The fixed valve plate 12 is provided with an arcuate vacuum groove 17 having an arc angle within a certain range, and the vacuum guide ring 4 has a vacuum suction port 13 on its outer peripheral surface. , 15 are open, and the vacuum suction ports 13, 15 communicate with the arcuate groove 17 only while moving within a certain range of the arcuate angle formed by the arcuate vacuum groove 17, during which time the vacuum suction ports 13, 15 are not detected. A valve 19 controlled by the device 2 temporarily connects the arcuate vacuum slot 17 as a vacuum source to suck and pick up individual marked documents from the rail through the vacuum suction ports 13, 15; With facilities 31 to 35 for disposal of marked and separated individual documents, the fixed valve plate 12 of the vacuum guide ring 4 is provided with two concentric arcuate vacuum slots 11, 17, each arcuate The vacuum slots 11, 17 can be connected to a vacuum source via separately controlled valves 19, 19a, and the vacuum guide ring 4 has four vacuum suction ports 13, 1.
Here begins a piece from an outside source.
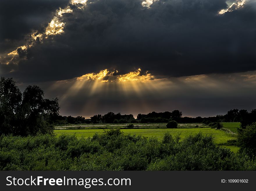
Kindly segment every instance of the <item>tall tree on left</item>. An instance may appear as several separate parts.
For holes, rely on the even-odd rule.
[[[0,78],[0,134],[15,134],[16,115],[22,94],[12,78]]]
[[[0,134],[53,133],[52,122],[60,109],[58,98],[45,99],[43,91],[36,85],[27,86],[22,94],[12,78],[1,78],[1,83]]]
5; 14 and 16, which are arranged in pairs at equal intervals in the circumferential direction of the guide ring and at mutually opposite positions in the diametrical direction, so that the vacuum guide ring 4 rotates. While the vacuum suction ports 13, 15; 14, 1
6 consecutively alternate each arcuate vacuum slot 1
1 and 17 along the circumferential direction thereof, and further has the same structure as the first vacuum guide ring 4,
In addition, the second vacuum guide ring 6 which maintains circumferential surface contact with the first vacuum guide ring 4 is connected to the first vacuum guide ring 4.
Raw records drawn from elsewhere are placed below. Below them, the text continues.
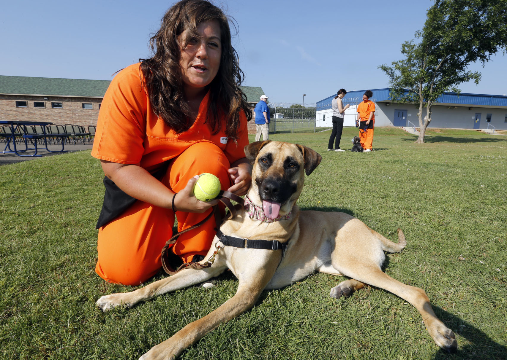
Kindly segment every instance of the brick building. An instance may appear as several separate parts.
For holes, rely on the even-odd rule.
[[[96,125],[100,103],[111,81],[0,75],[0,119],[46,121],[86,128]],[[254,108],[264,94],[258,87],[242,87]],[[255,133],[254,119],[248,133]]]

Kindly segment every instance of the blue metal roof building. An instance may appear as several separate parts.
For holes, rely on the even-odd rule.
[[[412,104],[397,103],[389,95],[390,90],[389,88],[371,90],[372,100],[376,105],[376,126],[418,127],[419,109]],[[349,91],[344,97],[343,104],[350,104],[345,112],[344,126],[353,126],[356,105],[363,100],[365,91]],[[317,102],[317,126],[331,126],[331,101],[336,96],[333,94]],[[422,113],[424,117],[425,108]],[[431,122],[428,127],[507,129],[507,96],[444,93],[432,107]]]

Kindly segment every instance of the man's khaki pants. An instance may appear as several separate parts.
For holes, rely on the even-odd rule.
[[[268,140],[269,136],[268,135],[268,130],[269,130],[269,124],[256,124],[255,125],[257,131],[255,133],[255,141],[259,141],[261,140],[261,134],[262,134],[262,140],[263,141],[265,141]]]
Similar to the first vacuum guide ring 4, this second vacuum guide ring 6 has four vacuum suction ports 37 to 40 and two concentric arcuate vacuum grooves. 36, 42, each arcuate vacuum slot 36, 42 being separately controlled valve 1.
0 and 10a, and the circumferential speed of the second vacuum guide ring 6 is the same as that of the first vacuum guide ring 4.
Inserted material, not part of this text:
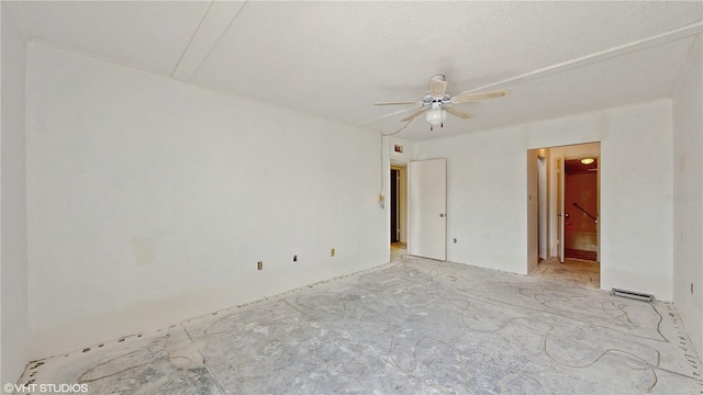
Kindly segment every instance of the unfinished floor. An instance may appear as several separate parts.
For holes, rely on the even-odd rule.
[[[701,394],[673,305],[400,262],[31,363],[90,394]]]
A document processing device characterized in that it is synchronized with. 2 Two vacuum suction ports 38, 38 are arranged in the axial direction of the circumferential surface and are spaced apart from each other by a certain distance.
a, and each vacuum suction port has a second vacuum guide ring 6 which is offset in the axial direction from the vacuum suction ports 13 to 16 of the first vacuum guide ring 4. Item 1. The document processing device according to item 1.